If he really had sent that last text, she'd have said yes. Or maybe no, to see how much he protested that she really had. And if he were lost in deepest Astoria? Damn right she'd rescue him, lights and sirens.
But her phone has remained silent. She's jittery, so of course she makes coffee, and on her second sip she hears a knock. When she looks through the peephole she sees a familiar face with a two-week beard. What the hell? She yanks open the door.
"Surprise!" He brushes by her, dumps his bag on the floor, and envelops her in a hug.
She loathes surprises and he knows it. "Hi."
"Happy to see me?"
"Of course." That should be a three-word sentence, with "not" at the end, because she's ticked off at him. "How was your trip?" she asks, breaking away from the hug. He's yammering away about Peru as he walks to the sofa and she trails after him. He extends his legs, props his boots on the coffee table–something that's always irritated her, and why hadn't she told him?–and keeps right on talking. She drops in with the occasional "mmhmm," "wow," or "really" until he finally looks up at her and pats the seat next him.
"Sit down with me, Kate. I haven't seen you in ages."
Yeah, no kidding. No "How are you?" or "I missed you." There's no point in sitting down when she wants to get this over with right now, before she loses her nerve and her break-up script deserts her. Besides, standing gives her an advantage over him, which is what she needs at the moment.
His smile recedes. "Yeah?"
"It's fantastic what you're doing. Helping people in terrible situations. It is. I admire you for it. But the thing is, you're never here."
"Jesus, Kate, I'm–"
"Please, let me finish. I understand that you have to be away, you're compelled to be, but I need someone who can be around more. Your job is wildly stressful, but so is mine, and I need someone I can de-stress with, you know? You and I are perfect examples of ships that pass in the night, but I need a safe harbor, too.
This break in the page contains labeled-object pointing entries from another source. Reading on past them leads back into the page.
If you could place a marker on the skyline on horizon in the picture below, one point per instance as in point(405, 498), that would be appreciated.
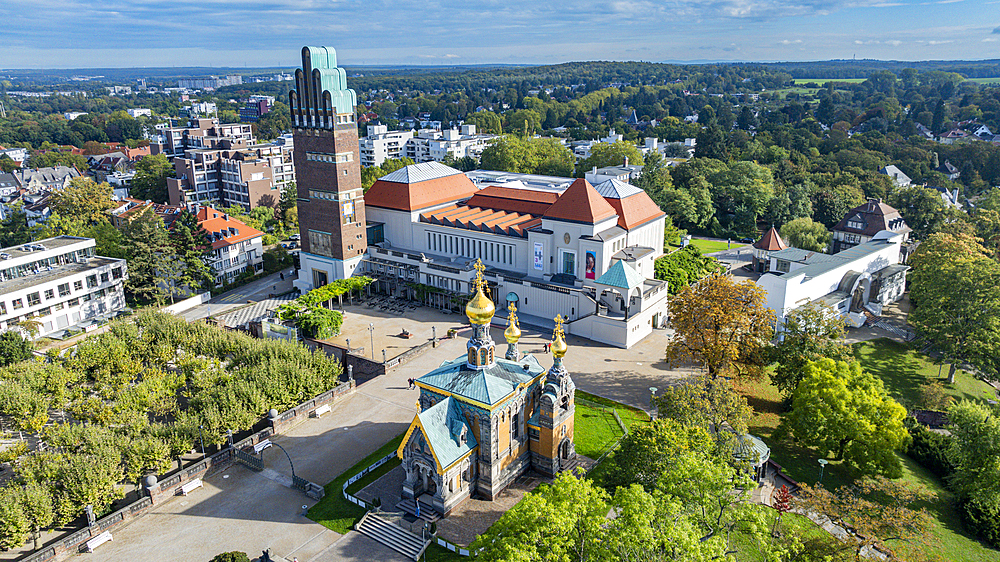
point(224, 33)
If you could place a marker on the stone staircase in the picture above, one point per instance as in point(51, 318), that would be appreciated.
point(427, 512)
point(381, 528)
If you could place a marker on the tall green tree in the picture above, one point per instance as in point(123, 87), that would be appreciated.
point(841, 410)
point(14, 348)
point(149, 255)
point(712, 405)
point(806, 234)
point(722, 325)
point(150, 181)
point(84, 200)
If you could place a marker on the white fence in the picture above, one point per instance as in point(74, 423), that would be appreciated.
point(358, 501)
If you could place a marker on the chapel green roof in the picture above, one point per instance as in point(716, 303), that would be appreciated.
point(442, 426)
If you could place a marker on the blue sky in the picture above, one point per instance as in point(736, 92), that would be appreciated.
point(126, 33)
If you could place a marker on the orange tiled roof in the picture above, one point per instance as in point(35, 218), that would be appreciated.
point(524, 201)
point(214, 221)
point(635, 210)
point(419, 195)
point(580, 203)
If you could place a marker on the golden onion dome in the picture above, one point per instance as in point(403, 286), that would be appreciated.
point(512, 333)
point(559, 346)
point(480, 309)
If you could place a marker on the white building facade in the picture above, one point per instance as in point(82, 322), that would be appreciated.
point(59, 283)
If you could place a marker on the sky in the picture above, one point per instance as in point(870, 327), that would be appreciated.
point(237, 33)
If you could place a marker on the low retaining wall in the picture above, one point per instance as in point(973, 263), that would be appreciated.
point(363, 368)
point(170, 486)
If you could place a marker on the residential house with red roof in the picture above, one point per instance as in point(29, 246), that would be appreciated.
point(236, 247)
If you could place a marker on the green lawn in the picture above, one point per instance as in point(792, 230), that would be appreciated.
point(904, 369)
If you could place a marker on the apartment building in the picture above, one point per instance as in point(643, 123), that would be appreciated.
point(236, 247)
point(59, 283)
point(382, 144)
point(223, 164)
Sorry if that sounds corny." Shit, is this lame? If she'd rehearsed this out loud she might have realized it. She presses on. "I don't regret any of our time together, but it's not enough. And you should be with someone who doesn't need what I need. You deserve that."
"So, this is it?" His mouth is twitching even after he's finished the question. She can see his muscles tightening, from jaw to thighs. "This is it? Your goddamn welcome home speech? You can at least be honest, for Christ's sake. You owe me that."
"I am being honest."
"Bullshit." He gets to his feet, his face purpling. "What was it that sealed the deal with you and Castle, huh?"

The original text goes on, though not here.